🚀 Version 2.0 - Significant architecture improvements, extended testing, and optimized code
Anomalizer is a tool for time series analysis and anomaly detection using the Interquartile Range (IQR) method. The project is built using the Streamlit library to create an interactive web application that allows users to upload their data, configure analysis parameters, and visualize results.
You can explore the application functionality at this link, and download test datasets from the files_datasets folder.
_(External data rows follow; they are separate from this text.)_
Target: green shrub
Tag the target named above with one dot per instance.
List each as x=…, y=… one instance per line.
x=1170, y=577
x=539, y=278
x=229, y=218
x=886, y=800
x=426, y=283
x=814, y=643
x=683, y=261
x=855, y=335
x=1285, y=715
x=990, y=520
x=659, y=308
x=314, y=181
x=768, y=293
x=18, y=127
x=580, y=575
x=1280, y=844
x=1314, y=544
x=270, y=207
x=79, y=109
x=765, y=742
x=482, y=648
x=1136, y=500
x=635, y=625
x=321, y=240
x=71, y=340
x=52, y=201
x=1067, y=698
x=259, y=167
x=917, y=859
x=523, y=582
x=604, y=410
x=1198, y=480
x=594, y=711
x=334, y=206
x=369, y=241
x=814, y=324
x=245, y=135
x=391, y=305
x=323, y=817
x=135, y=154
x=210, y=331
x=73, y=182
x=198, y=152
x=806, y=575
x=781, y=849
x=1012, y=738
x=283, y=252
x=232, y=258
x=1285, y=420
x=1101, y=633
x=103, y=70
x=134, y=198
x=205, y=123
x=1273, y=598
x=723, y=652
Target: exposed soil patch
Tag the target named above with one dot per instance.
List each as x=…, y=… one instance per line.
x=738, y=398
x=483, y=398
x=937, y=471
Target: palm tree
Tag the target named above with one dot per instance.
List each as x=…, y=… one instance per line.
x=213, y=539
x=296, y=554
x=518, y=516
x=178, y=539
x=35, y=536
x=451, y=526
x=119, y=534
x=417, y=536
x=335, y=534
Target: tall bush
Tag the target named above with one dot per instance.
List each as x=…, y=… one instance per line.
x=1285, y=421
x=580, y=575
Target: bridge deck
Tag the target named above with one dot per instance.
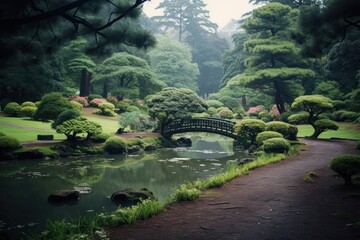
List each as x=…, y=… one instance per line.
x=212, y=125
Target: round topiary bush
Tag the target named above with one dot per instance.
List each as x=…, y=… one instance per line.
x=263, y=136
x=133, y=109
x=247, y=130
x=349, y=116
x=214, y=103
x=229, y=102
x=76, y=105
x=299, y=118
x=276, y=145
x=12, y=108
x=100, y=138
x=28, y=111
x=287, y=130
x=122, y=106
x=28, y=104
x=346, y=166
x=226, y=113
x=64, y=116
x=8, y=144
x=93, y=96
x=115, y=145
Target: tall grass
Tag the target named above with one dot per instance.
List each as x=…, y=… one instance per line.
x=84, y=228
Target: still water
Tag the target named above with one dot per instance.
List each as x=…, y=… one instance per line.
x=26, y=185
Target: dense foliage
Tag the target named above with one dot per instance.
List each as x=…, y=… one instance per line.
x=346, y=166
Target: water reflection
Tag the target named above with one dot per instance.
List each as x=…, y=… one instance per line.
x=25, y=185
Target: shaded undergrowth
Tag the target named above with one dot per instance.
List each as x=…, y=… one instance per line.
x=93, y=227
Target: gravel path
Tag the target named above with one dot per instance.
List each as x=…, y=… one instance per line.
x=272, y=202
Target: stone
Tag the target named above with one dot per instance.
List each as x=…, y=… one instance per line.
x=184, y=142
x=130, y=196
x=64, y=195
x=150, y=148
x=244, y=161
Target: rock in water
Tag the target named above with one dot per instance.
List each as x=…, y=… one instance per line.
x=64, y=195
x=130, y=196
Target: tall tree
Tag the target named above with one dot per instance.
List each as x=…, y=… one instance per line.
x=25, y=25
x=172, y=63
x=321, y=27
x=183, y=16
x=79, y=65
x=126, y=75
x=274, y=65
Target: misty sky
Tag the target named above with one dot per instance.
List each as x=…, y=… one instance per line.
x=221, y=11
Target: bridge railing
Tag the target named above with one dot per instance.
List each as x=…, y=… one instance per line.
x=200, y=124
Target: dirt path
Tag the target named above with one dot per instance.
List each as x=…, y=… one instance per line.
x=272, y=202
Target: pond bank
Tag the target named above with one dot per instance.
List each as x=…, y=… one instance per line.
x=273, y=202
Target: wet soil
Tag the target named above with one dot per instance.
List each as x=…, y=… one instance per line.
x=272, y=202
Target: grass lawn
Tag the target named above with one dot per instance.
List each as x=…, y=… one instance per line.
x=345, y=131
x=26, y=129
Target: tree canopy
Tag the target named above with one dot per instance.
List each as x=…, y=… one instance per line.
x=127, y=76
x=172, y=62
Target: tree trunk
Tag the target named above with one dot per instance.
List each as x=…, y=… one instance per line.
x=105, y=89
x=279, y=98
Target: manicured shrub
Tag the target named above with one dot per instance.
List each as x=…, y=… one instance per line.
x=135, y=142
x=112, y=99
x=133, y=109
x=299, y=118
x=76, y=105
x=337, y=115
x=78, y=125
x=8, y=144
x=51, y=106
x=226, y=113
x=82, y=100
x=229, y=102
x=349, y=116
x=28, y=104
x=201, y=115
x=122, y=106
x=115, y=145
x=12, y=108
x=214, y=103
x=106, y=109
x=261, y=137
x=100, y=138
x=254, y=111
x=93, y=96
x=28, y=111
x=284, y=116
x=136, y=121
x=324, y=125
x=64, y=116
x=346, y=166
x=248, y=129
x=287, y=130
x=96, y=101
x=211, y=111
x=276, y=145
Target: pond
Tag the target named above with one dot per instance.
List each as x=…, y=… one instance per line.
x=26, y=185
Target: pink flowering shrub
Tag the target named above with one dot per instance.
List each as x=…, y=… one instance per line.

- 🔧 Improved Architecture: Code split into modular components for better maintainability
- 🧪 Extended Testing: 23 tests cover all core functions and edge cases
- 📊 Enhanced Visualization: Optimized charts with better performance
- 🛡️ Reliable Error Handling: Proper handling of empty data and edge cases
- 📝 Complete Documentation: All functions include detailed docstrings
- 🎯 Type Annotations: Added type hints for better IDE support
- ⚡ PEP 8 Compliance: Code aligned with Python standards
- Data Upload: Support for Excel file uploads
- Column Selection: Choose date column for X-axis and numeric column for analysis
- Data Grouping: Support for categorical features for data grouping
- Threshold Configuration: Configure lower and upper thresholds for anomaly detection
- Visualization: Interactive charts using Plotly for anomaly visualization
- Results Download: Download analysis results in Excel format
- Column-wise Anomaly Search: Search for anomalies in each dataset column with tabular results
- Python 3.8+
- 2+ GB free disk space
- 4+ GB RAM (recommended for large datasets)
git clone https://github.com/yourusername/anomalizer.git
cd anomalizer# Install Python and pip (if not installed)
sudo apt update
sudo apt install python3 python3-pip python3-venv
# Create virtual environment
python3 -m venv anomalizer-env
# Activate environment
source anomalizer-env/bin/activate
# Install dependencies
pip install -r requirements.txt
# Run application
streamlit run app5.py# Install Miniconda (if not installed)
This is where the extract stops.